Reinforcement of the sieve bottom

3.2.3. mounting on a concrete mold

Mounting on a concrete form (bottom view)

As with bunkers, it is recommended to mount U-profiles or plates to allow the vibration energy to act in a distributed manner on the concrete mold. If the mold is very small (< 50×50cm), the vibrator can be mounted in the center under the mold. For larger molds, it is recommended to place two or four opposite vibrators on the longer side of the mold.

As usual, the vibrators will synchronize after start-up, provided that the construction is sufficiently rigid, and the concrete mold should be supported on springs or rubber elements in such a way that it does not vibrate when the vibrators are switched off.

3.2.3 Mounting on concrete formwork

Mounting on a formwork

If the cross section is not too large, under normal circumstances wooden or metal formwork is stiff enough to mount a vibrator.
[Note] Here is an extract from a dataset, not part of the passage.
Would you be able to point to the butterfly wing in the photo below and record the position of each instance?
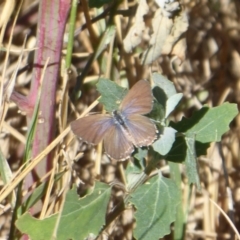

A good mounting location is at the bottom of the formwork at about 1m height. This provides optimum vibration of the lower part of the formwork, as the upper part is relatively free to move and the reinforcement transmits the vibrations upwards. For formwork, as shown above, up to a height of 4m, one vibrator is usually sufficient.

For higher formwork, instead of using 2 or more vibrators, the lower area should be compacted first and then compacted further upwards at intervals of a few meters.

The vibration time depends individually on the concrete and its ingredients.

In contrast, formwork for walls is usually not very stiff and the vibration energy is not sufficiently transmitted over the formwork surface with one vibrator. In this case, several smaller vibrators placed side by side can do the compaction work. Here, too, the wall should be compacted upwards piece by piece (at intervals of 1 to 2m maximum).